I walked back out to the path that led to the mess hall, passing the hibiscus bush where Kitty and I had plucked flowers that first night. I kept walking until I could see the recreation dock. A dozen canoes bound by rope tethers bobbed on the water, waiting for off-duty soldiers to take them out to sea. Few did, even though Bora-Bora was a relative safe haven from enemy attack—so far.
I looked closer and spotted two figures climbing out of a canoe. The tousled curls could have belonged to no other but Kitty, but the man helping her
onto the dock wasn’t Lance. I gasped when I saw instead the face of Colonel Donahue. She smiled sweetly at him as he stowed the paddles inside the canoe. They walked together, arm in arm, back up to the lawn, where he bid her adieu, and Kitty hurried along the trail back to the women’s barracks.
Should I run after her? I decided not to; after all, she hadn’t told me the truth about her date, and it was most likely because she thought I’d disapprove, and I did. But I couldn’t have her thinking I was spying on her. No, she’d tell me in her own time. Instead, I turned back to the mess hall and spoke to the cook about getting a tray made up for Mary.
“How’s Lance?” Stella coyly asked Kitty at breakfast. Did she see her with the Colonel too?
“Fine,” Kitty said, picking at her scrambled eggs and grits, both the consistency of rubber. “We’re seeing each other tonight.”
Stella shook her head jealously, a gesture that might have put me on the defensive the day we met, but I had come to learn quickly that it was merely Stella’s way. “My, do you have luck with men,” she said, before sighing in defeat. “I’ve given up on Elliot. His head is much too tangled up with that woman from back home. He’s either by himself taking photographs on the beach or holed up in the barracks writing poetry about her. She must be something else, that woman. Anyway, I met an airman last night. His name is Will, and he isn’t half bad.”

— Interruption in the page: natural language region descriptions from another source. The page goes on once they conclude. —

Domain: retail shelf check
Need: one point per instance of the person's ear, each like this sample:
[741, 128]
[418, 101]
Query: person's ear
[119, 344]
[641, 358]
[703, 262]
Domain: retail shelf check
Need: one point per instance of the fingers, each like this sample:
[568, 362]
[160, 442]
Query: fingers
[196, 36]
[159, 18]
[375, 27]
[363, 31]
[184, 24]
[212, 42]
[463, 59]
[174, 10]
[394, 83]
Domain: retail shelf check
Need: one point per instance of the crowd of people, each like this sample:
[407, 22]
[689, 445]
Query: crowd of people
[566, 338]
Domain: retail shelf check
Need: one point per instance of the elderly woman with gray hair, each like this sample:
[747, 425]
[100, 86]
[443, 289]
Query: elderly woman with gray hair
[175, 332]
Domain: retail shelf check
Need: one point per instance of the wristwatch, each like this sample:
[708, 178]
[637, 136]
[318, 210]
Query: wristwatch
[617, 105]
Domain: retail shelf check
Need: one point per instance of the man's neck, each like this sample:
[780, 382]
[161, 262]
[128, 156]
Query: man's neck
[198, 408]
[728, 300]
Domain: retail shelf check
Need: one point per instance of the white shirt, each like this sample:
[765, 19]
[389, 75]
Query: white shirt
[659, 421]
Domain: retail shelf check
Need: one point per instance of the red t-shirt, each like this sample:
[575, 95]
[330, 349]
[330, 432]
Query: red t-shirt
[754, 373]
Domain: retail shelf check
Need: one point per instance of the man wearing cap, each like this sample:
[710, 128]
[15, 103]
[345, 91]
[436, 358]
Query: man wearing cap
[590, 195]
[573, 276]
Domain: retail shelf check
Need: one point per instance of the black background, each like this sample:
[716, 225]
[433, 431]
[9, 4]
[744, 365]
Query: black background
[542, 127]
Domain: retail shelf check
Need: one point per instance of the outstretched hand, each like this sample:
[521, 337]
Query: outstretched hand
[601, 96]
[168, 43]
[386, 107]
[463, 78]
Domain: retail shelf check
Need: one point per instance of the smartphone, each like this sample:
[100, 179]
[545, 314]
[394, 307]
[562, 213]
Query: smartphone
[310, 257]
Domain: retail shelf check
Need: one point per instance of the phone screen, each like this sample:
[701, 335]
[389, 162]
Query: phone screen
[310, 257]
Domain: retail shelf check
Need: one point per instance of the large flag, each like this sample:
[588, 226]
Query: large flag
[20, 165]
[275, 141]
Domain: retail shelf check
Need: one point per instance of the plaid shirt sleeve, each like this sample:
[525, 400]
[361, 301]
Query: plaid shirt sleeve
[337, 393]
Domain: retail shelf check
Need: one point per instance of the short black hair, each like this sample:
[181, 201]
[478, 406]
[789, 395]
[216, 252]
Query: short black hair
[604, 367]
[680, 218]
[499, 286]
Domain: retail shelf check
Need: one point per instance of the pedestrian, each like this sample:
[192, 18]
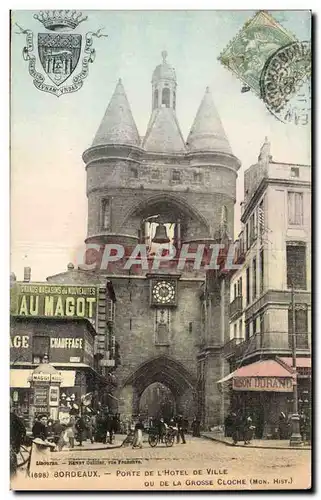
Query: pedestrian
[138, 436]
[173, 427]
[248, 430]
[17, 437]
[195, 428]
[91, 427]
[235, 427]
[69, 435]
[283, 426]
[81, 430]
[40, 429]
[302, 420]
[57, 432]
[181, 429]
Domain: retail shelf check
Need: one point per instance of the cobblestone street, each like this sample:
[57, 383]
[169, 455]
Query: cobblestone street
[198, 464]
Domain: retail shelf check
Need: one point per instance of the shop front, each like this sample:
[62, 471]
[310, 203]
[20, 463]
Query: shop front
[66, 344]
[261, 390]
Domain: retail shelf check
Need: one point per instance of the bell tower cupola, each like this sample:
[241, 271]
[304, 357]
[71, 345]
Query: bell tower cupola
[164, 85]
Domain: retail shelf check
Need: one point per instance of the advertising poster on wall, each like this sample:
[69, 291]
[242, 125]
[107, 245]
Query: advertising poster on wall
[160, 322]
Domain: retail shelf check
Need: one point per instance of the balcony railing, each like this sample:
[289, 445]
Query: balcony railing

Liz approached our table with a tray and set it down. “Is Mary still on the mend?”
“Yes, thank God,” I said. “She’s much stronger today.”
Liz gazed intently at an envelope she held in her hand. “This came for her today,” she said cautiously. “And I can’t help but notice the name on the return address. Didn’t she say her ex-fiancé’s name was Edward?”

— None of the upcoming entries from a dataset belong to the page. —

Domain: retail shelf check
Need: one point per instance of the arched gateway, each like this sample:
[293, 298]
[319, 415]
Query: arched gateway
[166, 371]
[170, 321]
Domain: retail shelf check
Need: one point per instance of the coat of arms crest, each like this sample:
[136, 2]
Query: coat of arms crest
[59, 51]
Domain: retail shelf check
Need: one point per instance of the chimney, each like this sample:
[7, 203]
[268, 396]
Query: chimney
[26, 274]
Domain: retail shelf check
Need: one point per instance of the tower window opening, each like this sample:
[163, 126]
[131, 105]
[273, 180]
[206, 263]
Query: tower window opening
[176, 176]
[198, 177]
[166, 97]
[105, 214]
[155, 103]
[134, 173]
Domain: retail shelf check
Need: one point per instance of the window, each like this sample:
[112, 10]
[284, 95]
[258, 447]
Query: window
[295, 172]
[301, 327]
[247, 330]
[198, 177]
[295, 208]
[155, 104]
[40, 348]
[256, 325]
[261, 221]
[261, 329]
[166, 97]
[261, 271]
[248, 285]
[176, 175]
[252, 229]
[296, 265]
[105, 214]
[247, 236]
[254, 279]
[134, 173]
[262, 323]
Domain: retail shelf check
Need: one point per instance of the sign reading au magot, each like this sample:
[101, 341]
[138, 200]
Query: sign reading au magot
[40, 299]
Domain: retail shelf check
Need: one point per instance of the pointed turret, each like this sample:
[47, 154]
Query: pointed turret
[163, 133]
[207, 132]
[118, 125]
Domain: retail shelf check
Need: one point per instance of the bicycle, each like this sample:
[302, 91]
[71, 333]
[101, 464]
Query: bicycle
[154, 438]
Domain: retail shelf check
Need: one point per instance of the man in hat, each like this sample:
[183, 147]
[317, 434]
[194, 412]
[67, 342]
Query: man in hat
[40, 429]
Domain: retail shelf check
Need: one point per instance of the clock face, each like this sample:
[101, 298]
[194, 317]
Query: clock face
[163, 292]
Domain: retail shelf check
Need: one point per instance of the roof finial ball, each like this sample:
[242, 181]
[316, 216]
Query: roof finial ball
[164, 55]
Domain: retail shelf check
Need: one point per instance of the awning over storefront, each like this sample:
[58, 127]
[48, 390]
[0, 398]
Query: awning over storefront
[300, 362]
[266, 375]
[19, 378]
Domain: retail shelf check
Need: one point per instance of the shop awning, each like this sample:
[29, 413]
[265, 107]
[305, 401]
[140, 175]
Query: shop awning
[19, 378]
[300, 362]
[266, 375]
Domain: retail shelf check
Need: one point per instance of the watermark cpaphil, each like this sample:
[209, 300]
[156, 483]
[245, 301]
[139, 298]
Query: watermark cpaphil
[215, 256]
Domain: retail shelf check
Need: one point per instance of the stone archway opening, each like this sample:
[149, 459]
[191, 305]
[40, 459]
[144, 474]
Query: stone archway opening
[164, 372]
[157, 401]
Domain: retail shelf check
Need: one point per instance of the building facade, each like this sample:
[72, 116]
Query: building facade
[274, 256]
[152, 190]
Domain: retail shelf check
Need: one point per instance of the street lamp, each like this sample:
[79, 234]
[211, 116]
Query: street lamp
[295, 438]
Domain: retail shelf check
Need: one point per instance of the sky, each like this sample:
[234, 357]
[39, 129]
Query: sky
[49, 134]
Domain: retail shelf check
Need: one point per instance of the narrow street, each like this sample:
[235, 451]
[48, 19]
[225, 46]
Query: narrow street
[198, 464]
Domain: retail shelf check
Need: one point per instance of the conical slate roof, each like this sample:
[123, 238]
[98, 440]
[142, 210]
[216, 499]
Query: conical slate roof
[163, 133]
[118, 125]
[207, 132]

I nodded. “Let me see it.”
I held the envelope up to the light, unable to make out anything significant, just that the sender was indeed Edward. Edward Naughton, with a return address in Paris.
“Anne!” Kitty scolded. “You shouldn’t read her mail. It’s private.”
“I will if I think it’s going to compromise her recovery,” I said. “Listen, if this man could leave her, almost at the altar, and send her into such a tailspin that she banished herself to a far-flung island on the other side of the world, imagine what a letter from him could do to her.”